Testar os produtos que comprou, não cruzar as fronteiras com os dois países com veículos alugados, ficar atento a eletrônicos e perfumes falsificados ou vencidos, fugir de camelôs, fazer sua lista de compras antecipada para ir focado e escolher bem um serviço de personal shopper estão entre as orientações e cuidados a serem tomados pelos turistas.

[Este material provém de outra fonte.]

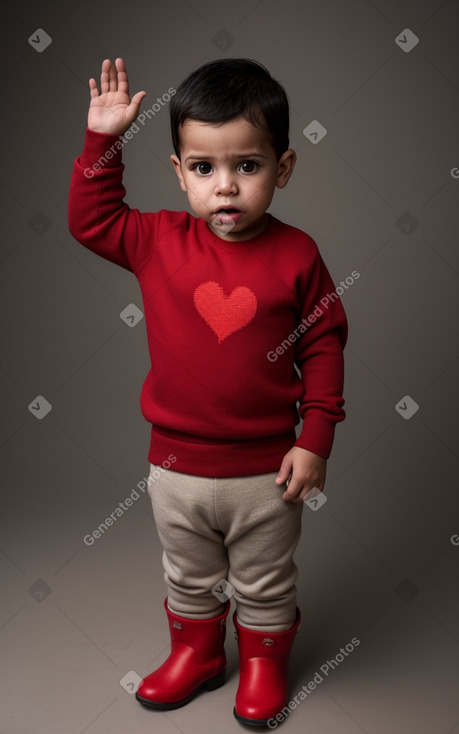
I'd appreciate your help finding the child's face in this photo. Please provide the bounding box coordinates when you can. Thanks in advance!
[171,117,296,242]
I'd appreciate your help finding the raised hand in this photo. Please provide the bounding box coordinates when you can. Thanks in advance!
[88,59,147,135]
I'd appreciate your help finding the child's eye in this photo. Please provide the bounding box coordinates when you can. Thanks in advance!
[241,161,258,173]
[193,161,212,176]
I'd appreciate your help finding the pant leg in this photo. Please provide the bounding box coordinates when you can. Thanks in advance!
[216,472,303,632]
[148,464,228,619]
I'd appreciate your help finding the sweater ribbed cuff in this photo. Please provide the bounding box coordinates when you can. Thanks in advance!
[80,127,125,172]
[295,415,336,459]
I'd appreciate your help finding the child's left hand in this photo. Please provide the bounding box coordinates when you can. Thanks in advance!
[276,446,327,502]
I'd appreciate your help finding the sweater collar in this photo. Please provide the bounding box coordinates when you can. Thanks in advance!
[197,212,277,252]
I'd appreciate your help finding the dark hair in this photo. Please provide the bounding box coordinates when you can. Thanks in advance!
[170,59,289,159]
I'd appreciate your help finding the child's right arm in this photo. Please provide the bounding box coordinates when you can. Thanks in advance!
[68,59,167,273]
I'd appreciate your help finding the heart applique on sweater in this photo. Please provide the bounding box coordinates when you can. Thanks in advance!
[193,280,257,344]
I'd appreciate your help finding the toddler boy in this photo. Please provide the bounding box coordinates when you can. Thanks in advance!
[69,59,347,726]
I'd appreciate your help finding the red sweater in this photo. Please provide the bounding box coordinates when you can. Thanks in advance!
[69,128,347,477]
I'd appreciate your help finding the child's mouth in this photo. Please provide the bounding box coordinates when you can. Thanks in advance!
[215,208,242,224]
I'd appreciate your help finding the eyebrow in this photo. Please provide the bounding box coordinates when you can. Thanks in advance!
[185,153,267,163]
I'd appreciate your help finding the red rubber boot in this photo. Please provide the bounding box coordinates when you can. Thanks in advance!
[233,607,301,726]
[135,598,230,709]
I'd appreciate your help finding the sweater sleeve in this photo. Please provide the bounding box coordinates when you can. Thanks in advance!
[68,128,161,274]
[295,248,348,459]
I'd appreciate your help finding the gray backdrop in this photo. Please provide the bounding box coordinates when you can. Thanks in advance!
[0,0,459,734]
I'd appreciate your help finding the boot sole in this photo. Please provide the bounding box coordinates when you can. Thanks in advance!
[135,668,226,711]
[233,708,270,726]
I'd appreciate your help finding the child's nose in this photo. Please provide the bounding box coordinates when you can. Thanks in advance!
[216,171,237,196]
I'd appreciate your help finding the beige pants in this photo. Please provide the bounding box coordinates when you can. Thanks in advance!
[148,464,303,632]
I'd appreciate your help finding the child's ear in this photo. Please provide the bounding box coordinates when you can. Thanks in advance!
[276,148,296,189]
[171,155,186,191]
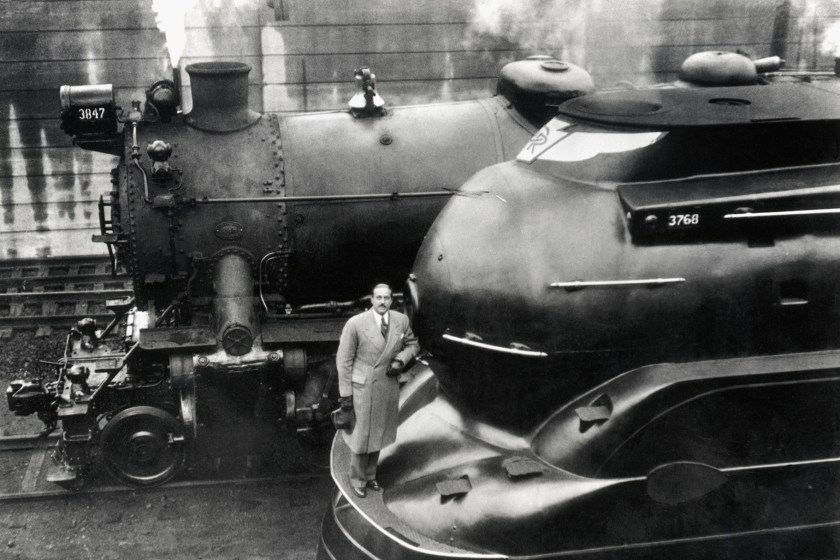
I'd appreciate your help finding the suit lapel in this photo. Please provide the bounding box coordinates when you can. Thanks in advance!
[365,307,391,353]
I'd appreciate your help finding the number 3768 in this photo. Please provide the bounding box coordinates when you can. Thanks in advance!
[668,214,700,227]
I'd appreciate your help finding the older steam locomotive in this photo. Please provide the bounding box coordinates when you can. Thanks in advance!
[7,57,593,485]
[319,53,840,560]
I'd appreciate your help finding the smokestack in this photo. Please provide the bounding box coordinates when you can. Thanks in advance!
[184,62,260,132]
[172,66,184,113]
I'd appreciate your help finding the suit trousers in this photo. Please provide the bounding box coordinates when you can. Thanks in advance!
[350,451,379,488]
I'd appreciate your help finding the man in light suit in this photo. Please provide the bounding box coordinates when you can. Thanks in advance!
[335,284,420,498]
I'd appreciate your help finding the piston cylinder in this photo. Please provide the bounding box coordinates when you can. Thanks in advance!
[213,253,259,356]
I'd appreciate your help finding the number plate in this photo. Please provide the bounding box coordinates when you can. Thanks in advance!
[665,212,701,229]
[61,105,117,135]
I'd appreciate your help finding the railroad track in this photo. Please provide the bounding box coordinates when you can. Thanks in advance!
[0,256,132,332]
[0,435,329,503]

Dados da Secretaria do Turismo de Foz do Iguaçu apontam que a cidade recebeu neste ano 2,15 milhões de passageiros, dos quais 1,5 milhão pelo aeroporto e 647 mil via rodoviária. O Parque Nacional do Iguaçu —que abriga as cataratas— teve 1,51 milhão de visitantes, numa cidade que também tem como atrativos a hidrelétrica de Itaipu, o Parque das Aves, o Marco das Três Fronteiras, uma mesquita e um templo budista, entre outros.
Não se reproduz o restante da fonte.